Wes McKinney’s work is all about making data systems composable. Composability requires everyone to follow the same open standards. He believes that decomposing a data system into modular and reusable components makes it much easier for companies to plug and play these components to build complex data systems.
pandas introduced a DataFrame API that has been adopted as the de facto API for data science.
Apache Arrow is a standard in-memory data format that simplifies data movement across platforms.
Ibis is a unified DataFrame API that allows you to work with over 20 data backends (DuckDB, Polars, pandas, Snowflake, Spark, Flink, etc.) without rewriting code. It’s the backbone of BigQuery DataFrame.

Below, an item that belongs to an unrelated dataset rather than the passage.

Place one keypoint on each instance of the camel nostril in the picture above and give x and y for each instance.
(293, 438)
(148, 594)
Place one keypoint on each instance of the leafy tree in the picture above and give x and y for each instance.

After 10 years, Wes’s idea of composable data systems is catching on. Key data players have been rushing to adopt open data standards. Earlier this month, Snowflake launched Polaris Catalog, built on top of Iceberg, which made Databricks rush to acquire Tabular for $1B+. Apache Arrow has been adopted by Snowflake, BigQuery, Databricks, and HuggingFace.
About this talk
His work has shaped the design of data systems over the last 10 years. In this talk, he will share what he thinks data systems will look like in the next 10 years.
This event starts with a presentation on why Wes McKinney created pandas, Apache Arrow, and Ibis. It’s followed by a casual chat between Wes and Chip, and Q&A from the audience.